His influence over Romanian Jewry was immense and his following numbered in the thousands. He was revered by Jews and Christians alike. On his annual visit to Bucharest, all the shops were closed in his honor and tens of thousands of people came out to welcome him. The presence of his court turned Ștefănești into one of the most important Hasidic centers in Eastern Europe. He never spoke at his tish, but "created an atmosphere of profound meditation and awe" by his presence alone.

Three of the ten synagogues in the town were located in the Rebbe's courtyard. The Rebbe also looked after the welfare of many devout Hasidim who cut themselves off from the outside world in order to pursue their Divine service. Among those who stayed for months or even years in his court were Rabbi Chaim Zanvl Abramowitz, the Ribnitzer Rebbe, and Rabbi Eliezer Zusia Portugal, the first Skulener Rebbe.

The second Shtefaneshter Rebbe died on July 15, 1933 (21 Tammuz 5693). His funeral, held in the town of Iaşi, attracted 50,000 mourners.
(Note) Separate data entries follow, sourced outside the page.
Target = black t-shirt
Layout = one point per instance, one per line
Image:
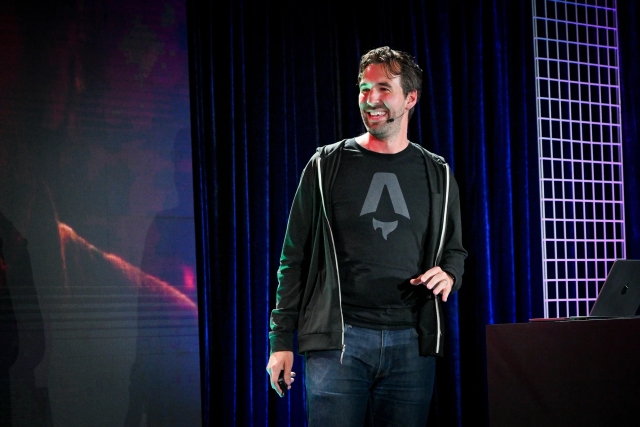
(380, 205)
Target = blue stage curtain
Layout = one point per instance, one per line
(271, 83)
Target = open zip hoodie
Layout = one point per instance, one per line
(309, 297)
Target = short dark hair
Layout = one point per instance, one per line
(396, 63)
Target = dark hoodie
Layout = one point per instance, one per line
(309, 296)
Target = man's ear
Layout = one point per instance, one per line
(412, 99)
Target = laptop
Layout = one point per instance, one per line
(620, 294)
(618, 297)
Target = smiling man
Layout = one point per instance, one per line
(373, 247)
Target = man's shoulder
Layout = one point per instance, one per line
(433, 156)
(329, 149)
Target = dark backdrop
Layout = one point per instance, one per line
(269, 84)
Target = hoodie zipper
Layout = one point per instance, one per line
(324, 211)
(439, 254)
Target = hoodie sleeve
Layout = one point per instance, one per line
(294, 261)
(453, 253)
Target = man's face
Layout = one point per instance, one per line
(381, 98)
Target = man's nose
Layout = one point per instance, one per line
(373, 97)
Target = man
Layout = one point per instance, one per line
(373, 244)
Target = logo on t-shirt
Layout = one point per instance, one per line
(379, 181)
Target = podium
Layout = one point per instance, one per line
(564, 373)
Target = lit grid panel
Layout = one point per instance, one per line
(579, 149)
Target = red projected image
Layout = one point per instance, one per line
(98, 290)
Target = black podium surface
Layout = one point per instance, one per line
(564, 373)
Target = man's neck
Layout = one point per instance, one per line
(386, 146)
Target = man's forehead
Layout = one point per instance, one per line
(378, 74)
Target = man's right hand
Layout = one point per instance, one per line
(280, 360)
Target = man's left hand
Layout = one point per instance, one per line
(440, 282)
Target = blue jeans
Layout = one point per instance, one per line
(382, 380)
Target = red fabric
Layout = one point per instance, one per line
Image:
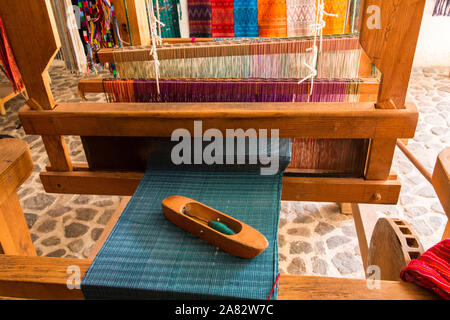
(431, 270)
(7, 61)
(222, 18)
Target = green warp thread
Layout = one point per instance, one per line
(221, 227)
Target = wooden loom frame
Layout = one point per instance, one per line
(390, 48)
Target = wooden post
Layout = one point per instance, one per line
(138, 21)
(31, 30)
(15, 167)
(389, 33)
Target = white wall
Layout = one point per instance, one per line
(433, 48)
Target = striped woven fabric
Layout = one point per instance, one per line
(301, 16)
(272, 18)
(148, 257)
(335, 25)
(7, 61)
(431, 270)
(246, 19)
(200, 18)
(168, 14)
(222, 18)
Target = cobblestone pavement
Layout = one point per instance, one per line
(314, 238)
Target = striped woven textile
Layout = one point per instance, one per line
(431, 270)
(335, 25)
(272, 19)
(222, 18)
(168, 14)
(200, 18)
(148, 257)
(246, 19)
(301, 16)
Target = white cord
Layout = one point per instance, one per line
(318, 33)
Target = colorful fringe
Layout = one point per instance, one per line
(335, 25)
(200, 18)
(431, 270)
(246, 19)
(272, 19)
(442, 8)
(8, 63)
(301, 17)
(168, 14)
(222, 18)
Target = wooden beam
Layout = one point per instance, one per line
(32, 34)
(368, 89)
(108, 228)
(294, 120)
(379, 162)
(137, 17)
(16, 166)
(294, 188)
(390, 40)
(323, 288)
(46, 278)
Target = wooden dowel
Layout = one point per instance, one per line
(414, 161)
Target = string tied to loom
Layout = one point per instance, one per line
(156, 39)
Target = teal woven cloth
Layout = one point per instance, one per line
(148, 257)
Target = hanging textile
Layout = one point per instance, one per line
(431, 270)
(442, 8)
(272, 18)
(168, 15)
(200, 18)
(301, 17)
(8, 63)
(335, 25)
(246, 19)
(170, 263)
(246, 90)
(71, 46)
(183, 15)
(222, 18)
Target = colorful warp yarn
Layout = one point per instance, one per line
(200, 25)
(442, 8)
(168, 14)
(8, 63)
(335, 25)
(301, 17)
(272, 19)
(326, 156)
(246, 19)
(245, 90)
(222, 18)
(431, 270)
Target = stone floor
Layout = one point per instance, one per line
(315, 238)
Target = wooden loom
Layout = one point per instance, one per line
(390, 48)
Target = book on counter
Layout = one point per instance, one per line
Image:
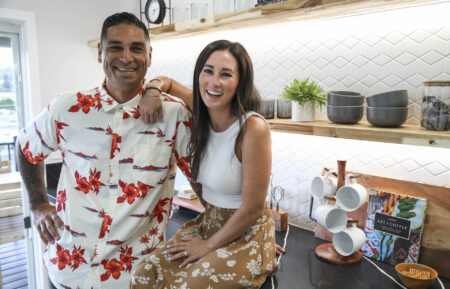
(394, 226)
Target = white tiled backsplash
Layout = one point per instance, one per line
(368, 53)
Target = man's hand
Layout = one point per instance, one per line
(150, 106)
(188, 249)
(46, 220)
(279, 249)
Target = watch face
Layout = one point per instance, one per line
(155, 10)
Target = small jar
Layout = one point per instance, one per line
(268, 108)
(436, 105)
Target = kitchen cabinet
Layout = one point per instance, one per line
(288, 11)
(406, 134)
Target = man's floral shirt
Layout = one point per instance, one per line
(116, 185)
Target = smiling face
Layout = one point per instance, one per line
(126, 54)
(218, 80)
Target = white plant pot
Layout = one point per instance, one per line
(304, 112)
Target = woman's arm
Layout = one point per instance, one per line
(150, 106)
(256, 165)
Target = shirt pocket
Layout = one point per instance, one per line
(151, 163)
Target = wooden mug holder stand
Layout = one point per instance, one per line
(326, 251)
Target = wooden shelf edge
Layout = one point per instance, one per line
(288, 11)
(406, 134)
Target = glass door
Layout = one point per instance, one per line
(16, 246)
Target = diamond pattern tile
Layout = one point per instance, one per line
(401, 51)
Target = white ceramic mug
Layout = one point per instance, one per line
(330, 217)
(351, 196)
(349, 240)
(322, 186)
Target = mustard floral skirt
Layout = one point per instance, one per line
(243, 263)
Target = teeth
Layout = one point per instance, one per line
(126, 69)
(213, 92)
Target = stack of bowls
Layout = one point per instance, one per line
(345, 107)
(388, 109)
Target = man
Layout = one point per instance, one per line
(116, 185)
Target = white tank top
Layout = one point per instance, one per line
(220, 170)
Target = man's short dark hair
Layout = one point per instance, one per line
(123, 18)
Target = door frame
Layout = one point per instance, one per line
(23, 23)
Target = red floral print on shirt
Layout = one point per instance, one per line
(59, 127)
(98, 101)
(158, 211)
(183, 164)
(145, 239)
(29, 156)
(116, 140)
(85, 102)
(130, 193)
(74, 233)
(107, 221)
(134, 112)
(126, 257)
(143, 189)
(113, 268)
(77, 257)
(94, 177)
(61, 199)
(63, 258)
(83, 184)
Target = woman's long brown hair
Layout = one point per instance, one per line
(246, 99)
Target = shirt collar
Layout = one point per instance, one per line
(109, 103)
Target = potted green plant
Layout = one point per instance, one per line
(306, 95)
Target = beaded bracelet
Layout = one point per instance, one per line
(160, 80)
(155, 88)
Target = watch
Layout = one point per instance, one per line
(155, 11)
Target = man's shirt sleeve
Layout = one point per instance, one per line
(38, 139)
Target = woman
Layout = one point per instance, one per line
(232, 244)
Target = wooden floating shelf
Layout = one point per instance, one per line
(288, 11)
(406, 134)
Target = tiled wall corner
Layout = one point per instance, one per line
(368, 53)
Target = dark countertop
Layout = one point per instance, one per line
(300, 268)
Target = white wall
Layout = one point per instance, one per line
(368, 53)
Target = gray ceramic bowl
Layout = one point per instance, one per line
(268, 108)
(345, 114)
(387, 116)
(345, 98)
(396, 98)
(284, 108)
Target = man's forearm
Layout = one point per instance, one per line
(33, 178)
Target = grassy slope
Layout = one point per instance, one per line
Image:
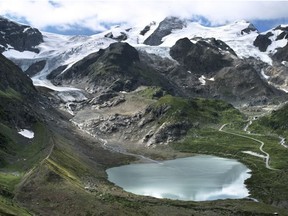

As he was never blessed with offspring, he had invited his sister's son, Rabbi Menachem Nochum of Itskani, to Ștefănești in order to succeed him. However, Rabbi Menachem Nochum died a month before the Rebbe did. The grave of the second Shtefaneshter Rebbe became a hallowed pilgrimage site for Jews and Christians alike, attracting thousands of visitors on his yahrtzeit and the depositing of thousands of prayer notes written in Hebrew, Yiddish, and Romanian in his ohel.

In 1968 Dr. Joseph Brayer, former av beis din (head of the rabbinical court) of Shtefanesht and as of 2006 rabbi in the Tiferet Avraham Matitiahu Synagogue in The Bronx, New York, initiated a plan to reinter the Rebbe's remains in Israel. The body was exhumed under the direction of Dr. Moses Rosen, Chief Rabbi of Romania, and reinterred in the Ruzhin plot in the Nahalat Yitzhak Cemetery in Giv'atayim, Israel. This new gravesite also became a shrine for people in need of blessings and salvation, with thousands of visitors each year on the Rebbe's yahrtzeit. Back in Romania, Orthodox Christian peasants continued to light candles and leave prayer notes in the Rebbe's empty ohel in the hope that the Rebbe would still intercede on their behalf.

==Shtefanesht yeshiva==
After the second Shtefaneshter Rebbe's death, a yeshiva named Beis Avrohom was established in the courtyard of the Rebbe's house in his memory. Its rosh yeshiva (dean) was Rabbi Joseph Brayer. By 1936, nearly 60 students were learning there. The curriculum included both Talmudic studies and state gymnasium learning; students were tested on the latter twice yearly by the government boards of Botoșani and Iași. The yeshiva disbanded in June 1941 when the Romanian authorities evicted the town's Jews.

==Toras Emes Institute==
In 1993 the Torah Emes Institute was founded in Bnei Brak by Rabbi Avraham Yaakov Solomon to preserve the legacy of the Shtefanesht dynasty.